You should also consider the various hardware topologies that are available, paying special attention to the scalability considerations that are described in the topic Evaluating your hardware environment.
As clusters, both the IBM XDMS and the Aggregation Proxy must be fronted with some network element that performs routing to these clusters and handles request processing. For Session Initiation Protocol (SIP) traffic, the XDMS cluster must have a highly available set of WebSphere Application Server proxies to do the request routing. This set of proxies is itself clustered and is fronted by some type of IP sprayer or load balancer.
For HTTP traffic destined for the Aggregation Proxy or the IBM XDMS, either the WebSphere Application Server Proxy or some equivalent HTTP router such as IBM HTTP Server or an IP sprayer can be used. In addition, the proxy/router fronting the Aggregation Proxy cluster must be configured to ensure affinity based on client IP or similar if retry counts on failed authentication attempts are used.
The IBM XDMS components use WebSphere Application Server clustering technology to achieve a highly available and scalable architecture.

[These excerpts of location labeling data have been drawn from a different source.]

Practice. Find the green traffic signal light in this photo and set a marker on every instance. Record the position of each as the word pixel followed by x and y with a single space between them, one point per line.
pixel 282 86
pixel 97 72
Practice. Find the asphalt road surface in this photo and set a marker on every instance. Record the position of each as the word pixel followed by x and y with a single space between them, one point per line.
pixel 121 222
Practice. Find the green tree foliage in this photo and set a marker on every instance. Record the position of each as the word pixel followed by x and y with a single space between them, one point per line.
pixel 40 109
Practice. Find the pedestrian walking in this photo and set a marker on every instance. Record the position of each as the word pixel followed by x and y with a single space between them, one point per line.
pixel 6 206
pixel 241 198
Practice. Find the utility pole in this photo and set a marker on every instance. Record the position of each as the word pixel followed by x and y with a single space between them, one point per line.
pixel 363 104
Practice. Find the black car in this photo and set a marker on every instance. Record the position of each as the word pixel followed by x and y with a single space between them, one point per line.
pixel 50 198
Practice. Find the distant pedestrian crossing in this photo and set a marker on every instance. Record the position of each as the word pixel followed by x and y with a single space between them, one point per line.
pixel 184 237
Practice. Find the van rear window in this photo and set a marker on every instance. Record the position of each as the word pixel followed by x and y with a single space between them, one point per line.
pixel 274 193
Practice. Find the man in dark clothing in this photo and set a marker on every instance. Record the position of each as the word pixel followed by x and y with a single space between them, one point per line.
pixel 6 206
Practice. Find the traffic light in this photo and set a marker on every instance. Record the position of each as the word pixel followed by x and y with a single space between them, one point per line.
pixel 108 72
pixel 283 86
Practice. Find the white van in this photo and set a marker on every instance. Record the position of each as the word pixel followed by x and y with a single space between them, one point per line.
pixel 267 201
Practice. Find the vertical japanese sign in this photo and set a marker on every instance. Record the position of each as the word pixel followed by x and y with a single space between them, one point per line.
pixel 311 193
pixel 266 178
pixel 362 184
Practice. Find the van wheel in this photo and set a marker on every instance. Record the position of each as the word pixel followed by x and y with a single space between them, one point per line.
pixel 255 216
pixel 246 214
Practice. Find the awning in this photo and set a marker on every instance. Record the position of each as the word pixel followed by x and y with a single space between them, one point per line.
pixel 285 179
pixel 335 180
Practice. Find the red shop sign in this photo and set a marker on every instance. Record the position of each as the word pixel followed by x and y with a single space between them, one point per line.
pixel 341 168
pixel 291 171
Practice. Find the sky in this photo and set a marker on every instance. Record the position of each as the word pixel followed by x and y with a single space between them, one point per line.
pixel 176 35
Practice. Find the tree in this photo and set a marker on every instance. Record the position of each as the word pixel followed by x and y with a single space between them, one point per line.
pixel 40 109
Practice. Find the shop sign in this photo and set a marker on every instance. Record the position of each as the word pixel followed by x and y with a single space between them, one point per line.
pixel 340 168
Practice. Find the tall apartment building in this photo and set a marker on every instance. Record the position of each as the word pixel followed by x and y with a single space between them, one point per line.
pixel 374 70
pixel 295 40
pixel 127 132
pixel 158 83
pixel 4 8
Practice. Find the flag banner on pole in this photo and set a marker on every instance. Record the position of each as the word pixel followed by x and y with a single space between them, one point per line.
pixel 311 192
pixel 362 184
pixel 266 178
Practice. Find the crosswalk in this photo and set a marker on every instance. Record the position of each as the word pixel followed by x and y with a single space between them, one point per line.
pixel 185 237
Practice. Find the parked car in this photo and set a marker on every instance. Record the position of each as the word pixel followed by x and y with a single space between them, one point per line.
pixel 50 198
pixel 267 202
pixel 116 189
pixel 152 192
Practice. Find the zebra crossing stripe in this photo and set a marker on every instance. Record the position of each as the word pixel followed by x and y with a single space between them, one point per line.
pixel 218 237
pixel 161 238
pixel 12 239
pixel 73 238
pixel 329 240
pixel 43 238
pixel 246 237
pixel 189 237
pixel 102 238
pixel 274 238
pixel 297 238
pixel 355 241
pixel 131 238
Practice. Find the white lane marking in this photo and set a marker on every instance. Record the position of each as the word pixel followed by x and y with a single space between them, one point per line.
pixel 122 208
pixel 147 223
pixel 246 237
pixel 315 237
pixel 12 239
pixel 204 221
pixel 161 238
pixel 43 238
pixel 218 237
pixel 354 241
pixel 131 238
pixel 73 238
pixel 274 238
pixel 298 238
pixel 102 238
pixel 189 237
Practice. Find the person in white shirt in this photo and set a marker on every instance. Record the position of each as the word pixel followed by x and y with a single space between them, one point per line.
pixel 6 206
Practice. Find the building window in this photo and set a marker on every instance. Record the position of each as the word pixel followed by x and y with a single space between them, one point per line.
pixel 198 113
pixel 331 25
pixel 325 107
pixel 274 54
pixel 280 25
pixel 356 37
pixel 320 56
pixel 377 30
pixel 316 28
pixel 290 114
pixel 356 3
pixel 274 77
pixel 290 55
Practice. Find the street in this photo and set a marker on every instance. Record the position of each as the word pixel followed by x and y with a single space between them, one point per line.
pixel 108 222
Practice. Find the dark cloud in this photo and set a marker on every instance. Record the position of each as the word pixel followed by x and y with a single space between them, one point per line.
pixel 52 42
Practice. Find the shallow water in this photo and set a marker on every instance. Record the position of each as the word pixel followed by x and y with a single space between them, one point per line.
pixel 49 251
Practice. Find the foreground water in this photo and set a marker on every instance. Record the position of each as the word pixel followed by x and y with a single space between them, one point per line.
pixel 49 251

The Aggregation Proxy and the IBM XDMS are both independently scalable because they are both deployed in separate clusters.
In addition to WebSphere Application Server, both the Aggregation Proxy and the IBM XDMS provide core functionality that can enhance the scalability of the end-to-end solution. You can deploy clusters for the IBM XDMS in different combinations of domain and Application Unique ID (AUID).
The AUID supported by the system can be hosted all on the same IBM XDMS or subsets of them can be hosted on a dedicated IBM XDMS or IBM XDMS cluster. By partitioning to separate clusters, the overall scalability and supportable throughput as a whole is improved. For example, you can use a separate high-availability cluster and database for your resource-lists documents from your presence rules documents. Aggregation Proxy request forwarding and routing is used to control to which IBM XDMS requests are sent.
Using Aggregation Proxy request forwarding, you can configure different IBM XDMS instances to support or be dedicated to certain subscriber domains. This capability enables supporting multiple user space partitions when the total user population is too large for a single IBM XDMS cluster, or when there are different security requirements for different domains.
AUID partitioning can be used in conjunction with domain partitioning whereby the Aggregation Proxy first determines the subset of XDMS applications supporting the AUID and then discriminates between that subset for the domain matching the XUI of the requested user.
Remember that the clustering techniques for high-availability and scaling can also be combined with the partitioning techniques.